Su queste premesse, è più facile forse capire come mai, al crollo dell’impero, di fatto nessuna delle concezioni riformiste vide concretamente attuazione.

Note

1.  Zhang Yongle (章永乐), 旧邦新造 (La ricostruzione di un vecchio Stato), Peking University Press, Pechino, 2011, pp. 16 ss.

2.  G. Zhao, Reinventing China: Imperial Qing Ideology and the Rise of Modern Chinese National Identity in the Early Twentieth Century, in Modern China, Vol. 32(1), 2006, pp. 3-30.

3.  Zhang Yongle, La ricostruzione di un vecchio Stato, pp. 16 ss.

4.  D. Heuschert, Legal Pluralism in the Qing Empire: Manchu Legislation for the Mongols, in The International History Review, Vol. 20(2), 1998, pp. 310-324.

5.  Zhang Yongle, La ricostruzione di un vecchio Stato, pp. 16 ss.

6.  B.A. Elman, Political, Social, and Cultural Reproduction via Civil Service Examinations in Late Imperial China, in The Journal of Asian Studies, Vol. 50(1), 1991, pp. 7-28; H. De Weerdt, Changing Minds through Examinations: Examination Critics in Late Imperial China, in Journal of the American Oriental Society, Vol. 126(3), 2006, pp. 367-377.

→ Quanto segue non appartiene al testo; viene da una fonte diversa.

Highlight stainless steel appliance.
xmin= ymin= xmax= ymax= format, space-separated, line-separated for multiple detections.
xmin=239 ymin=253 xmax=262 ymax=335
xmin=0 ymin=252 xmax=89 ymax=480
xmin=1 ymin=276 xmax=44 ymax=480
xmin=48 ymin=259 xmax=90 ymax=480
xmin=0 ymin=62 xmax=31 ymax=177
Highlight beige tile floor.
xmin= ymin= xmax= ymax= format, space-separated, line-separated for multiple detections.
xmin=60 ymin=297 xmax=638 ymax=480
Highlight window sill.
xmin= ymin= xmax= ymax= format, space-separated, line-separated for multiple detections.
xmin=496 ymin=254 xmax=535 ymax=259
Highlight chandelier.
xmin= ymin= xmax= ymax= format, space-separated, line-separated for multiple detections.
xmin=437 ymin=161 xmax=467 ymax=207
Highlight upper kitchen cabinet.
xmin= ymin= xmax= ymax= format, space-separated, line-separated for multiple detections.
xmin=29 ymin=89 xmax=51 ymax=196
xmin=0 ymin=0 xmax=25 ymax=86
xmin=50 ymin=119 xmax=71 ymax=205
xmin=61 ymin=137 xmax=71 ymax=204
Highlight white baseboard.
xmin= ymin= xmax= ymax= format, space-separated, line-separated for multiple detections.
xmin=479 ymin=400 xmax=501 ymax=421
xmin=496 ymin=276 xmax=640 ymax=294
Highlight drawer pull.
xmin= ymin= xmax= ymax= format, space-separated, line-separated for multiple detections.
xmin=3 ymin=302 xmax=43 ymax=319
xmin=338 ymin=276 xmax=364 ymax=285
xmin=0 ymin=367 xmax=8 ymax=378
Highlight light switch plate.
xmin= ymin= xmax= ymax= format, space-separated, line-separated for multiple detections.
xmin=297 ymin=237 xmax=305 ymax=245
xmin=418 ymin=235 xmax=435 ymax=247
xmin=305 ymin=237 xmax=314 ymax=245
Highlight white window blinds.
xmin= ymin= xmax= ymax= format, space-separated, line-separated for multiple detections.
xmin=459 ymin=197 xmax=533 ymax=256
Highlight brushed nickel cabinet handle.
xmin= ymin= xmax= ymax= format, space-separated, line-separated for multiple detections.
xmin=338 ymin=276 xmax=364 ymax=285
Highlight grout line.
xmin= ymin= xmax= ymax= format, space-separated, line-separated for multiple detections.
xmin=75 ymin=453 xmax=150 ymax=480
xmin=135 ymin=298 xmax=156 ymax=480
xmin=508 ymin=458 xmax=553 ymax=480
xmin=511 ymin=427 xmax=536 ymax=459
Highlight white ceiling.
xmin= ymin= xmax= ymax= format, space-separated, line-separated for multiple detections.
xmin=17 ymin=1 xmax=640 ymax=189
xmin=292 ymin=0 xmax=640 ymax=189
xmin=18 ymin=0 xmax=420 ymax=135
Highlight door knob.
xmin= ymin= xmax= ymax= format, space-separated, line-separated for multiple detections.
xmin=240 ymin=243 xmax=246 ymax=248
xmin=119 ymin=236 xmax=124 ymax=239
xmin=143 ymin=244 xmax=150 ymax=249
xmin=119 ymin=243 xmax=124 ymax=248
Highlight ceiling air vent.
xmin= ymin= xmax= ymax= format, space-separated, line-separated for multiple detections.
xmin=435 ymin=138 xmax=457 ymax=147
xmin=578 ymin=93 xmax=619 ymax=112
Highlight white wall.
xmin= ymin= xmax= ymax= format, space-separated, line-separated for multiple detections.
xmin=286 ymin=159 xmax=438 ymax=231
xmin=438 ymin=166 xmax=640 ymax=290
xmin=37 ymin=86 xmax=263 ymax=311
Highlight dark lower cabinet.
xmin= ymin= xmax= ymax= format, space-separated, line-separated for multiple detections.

7.  Zhang Yongle, La ricostruzione di un vecchio Stato, pp. 44 ss.

8.  S. Cai-Z. Wang , 梁启超《开明专制》之学理辨析 (Analisi della teoria dell’autocrazia illuminata in Liang Qichao), in Jiangsu shehui kexue, 2017, pp. 223-229; Yu Ronggen, 超越儒法之争 (Oltre la controversia tra confucianesimo e legismo), in fazhi yanjiu, 2018, pp. 3-13.

9.  T. Man Ling Lee, Local Self-Government in Late Qing: Political Discourse and Moral Reform, The Review of Politics, 60(1), 1998, pp. 31-53.